One Florida homeowner wrote to the News-Press to highlight a state law that protects homeowners’ rights to dry clothes on a clothesline — even if their homeowners association says no.
Terri Krass, a 62-year-old former school superintendent, was a resident of the upscale Cross Creek Estates, which had a rule against clotheslines, the News-Press reports.
However, on a vacation in Maine, Krass discovered Florida Statute 163.04, the News-Press says. That law explicitly allows Florida residents to use “solar collectors, clothes lines, or other energy devices based on renewable resources,” and prohibits HOAs from banning them.
Krass immediately installed an umbrella clothesline, according to the News-Press. Unfortunately, some of her neighbors pushed back.
Alexander Lee, founder of Project Laundry List, told the News-Press that electric dryers account for 6% to 10% of a home’s electrical usage, meaning homeowners who switch to a clothesline could save up to one-tenth of their power bill. Plus, clothes and sheets smell fresh when dried outside in the sun.

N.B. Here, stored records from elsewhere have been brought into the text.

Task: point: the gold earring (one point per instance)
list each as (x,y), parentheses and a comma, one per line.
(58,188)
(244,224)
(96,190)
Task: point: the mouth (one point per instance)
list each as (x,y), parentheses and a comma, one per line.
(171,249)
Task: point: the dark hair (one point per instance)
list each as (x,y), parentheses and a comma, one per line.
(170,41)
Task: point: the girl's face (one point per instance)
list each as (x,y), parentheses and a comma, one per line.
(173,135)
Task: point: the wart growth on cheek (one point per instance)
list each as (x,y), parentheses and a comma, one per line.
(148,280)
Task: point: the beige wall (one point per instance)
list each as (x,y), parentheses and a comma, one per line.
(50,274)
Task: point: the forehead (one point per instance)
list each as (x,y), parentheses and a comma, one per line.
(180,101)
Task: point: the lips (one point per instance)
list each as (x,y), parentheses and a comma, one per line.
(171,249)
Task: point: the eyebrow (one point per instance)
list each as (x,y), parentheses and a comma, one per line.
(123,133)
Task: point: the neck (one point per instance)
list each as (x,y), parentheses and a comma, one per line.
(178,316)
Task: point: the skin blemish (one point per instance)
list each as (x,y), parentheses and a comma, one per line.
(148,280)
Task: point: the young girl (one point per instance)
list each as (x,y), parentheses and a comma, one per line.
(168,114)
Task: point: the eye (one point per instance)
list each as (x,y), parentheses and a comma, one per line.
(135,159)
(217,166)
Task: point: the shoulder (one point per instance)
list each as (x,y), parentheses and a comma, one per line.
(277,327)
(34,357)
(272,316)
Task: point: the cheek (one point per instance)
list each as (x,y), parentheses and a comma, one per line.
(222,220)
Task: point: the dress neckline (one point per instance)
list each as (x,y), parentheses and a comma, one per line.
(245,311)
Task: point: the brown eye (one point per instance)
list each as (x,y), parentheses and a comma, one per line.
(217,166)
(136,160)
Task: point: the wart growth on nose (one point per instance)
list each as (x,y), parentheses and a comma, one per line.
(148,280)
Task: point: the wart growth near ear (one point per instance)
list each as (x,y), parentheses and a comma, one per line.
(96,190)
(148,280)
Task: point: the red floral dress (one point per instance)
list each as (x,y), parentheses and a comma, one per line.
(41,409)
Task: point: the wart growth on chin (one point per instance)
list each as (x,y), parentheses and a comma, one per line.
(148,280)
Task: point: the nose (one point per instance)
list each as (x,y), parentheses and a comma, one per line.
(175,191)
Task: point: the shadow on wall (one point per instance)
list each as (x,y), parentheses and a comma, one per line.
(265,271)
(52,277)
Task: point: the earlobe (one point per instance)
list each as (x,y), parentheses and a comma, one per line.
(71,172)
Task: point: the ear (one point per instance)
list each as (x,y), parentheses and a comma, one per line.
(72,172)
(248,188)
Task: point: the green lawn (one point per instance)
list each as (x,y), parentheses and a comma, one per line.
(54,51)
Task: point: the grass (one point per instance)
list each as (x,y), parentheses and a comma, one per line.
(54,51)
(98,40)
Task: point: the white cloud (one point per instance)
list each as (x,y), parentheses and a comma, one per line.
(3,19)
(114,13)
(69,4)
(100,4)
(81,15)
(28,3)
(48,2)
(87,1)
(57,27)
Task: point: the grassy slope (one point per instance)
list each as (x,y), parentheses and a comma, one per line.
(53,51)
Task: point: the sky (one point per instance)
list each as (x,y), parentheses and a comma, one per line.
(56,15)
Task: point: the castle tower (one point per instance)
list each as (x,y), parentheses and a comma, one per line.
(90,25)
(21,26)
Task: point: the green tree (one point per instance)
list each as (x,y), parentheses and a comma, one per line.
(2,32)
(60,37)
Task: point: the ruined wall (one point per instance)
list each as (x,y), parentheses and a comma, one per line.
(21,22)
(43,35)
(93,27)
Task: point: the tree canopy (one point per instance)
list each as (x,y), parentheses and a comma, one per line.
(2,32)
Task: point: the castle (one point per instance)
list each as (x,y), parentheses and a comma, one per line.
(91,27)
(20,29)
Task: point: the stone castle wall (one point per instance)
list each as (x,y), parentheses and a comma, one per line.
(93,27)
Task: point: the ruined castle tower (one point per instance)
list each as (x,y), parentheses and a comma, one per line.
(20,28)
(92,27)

Meanwhile, this switch also benefits the planet by lowering the demand for electricity. While electricity is a more eco-friendly power source than polluting fuels like gas and oil, much of it is still generated by oil- and coal-burning power plants. Decreasing energy use overall would help cut down on air pollution, especially heat-trapping carbon pollution that warms up the planet.
Krass wanted to spread the word about the benefits of clotheslines. “I think you would be doing many homeowners a favor if you shared this information in your column,” she told the News-Press. “Clotheslines have a major impact on energy usage and are environmentally sound.”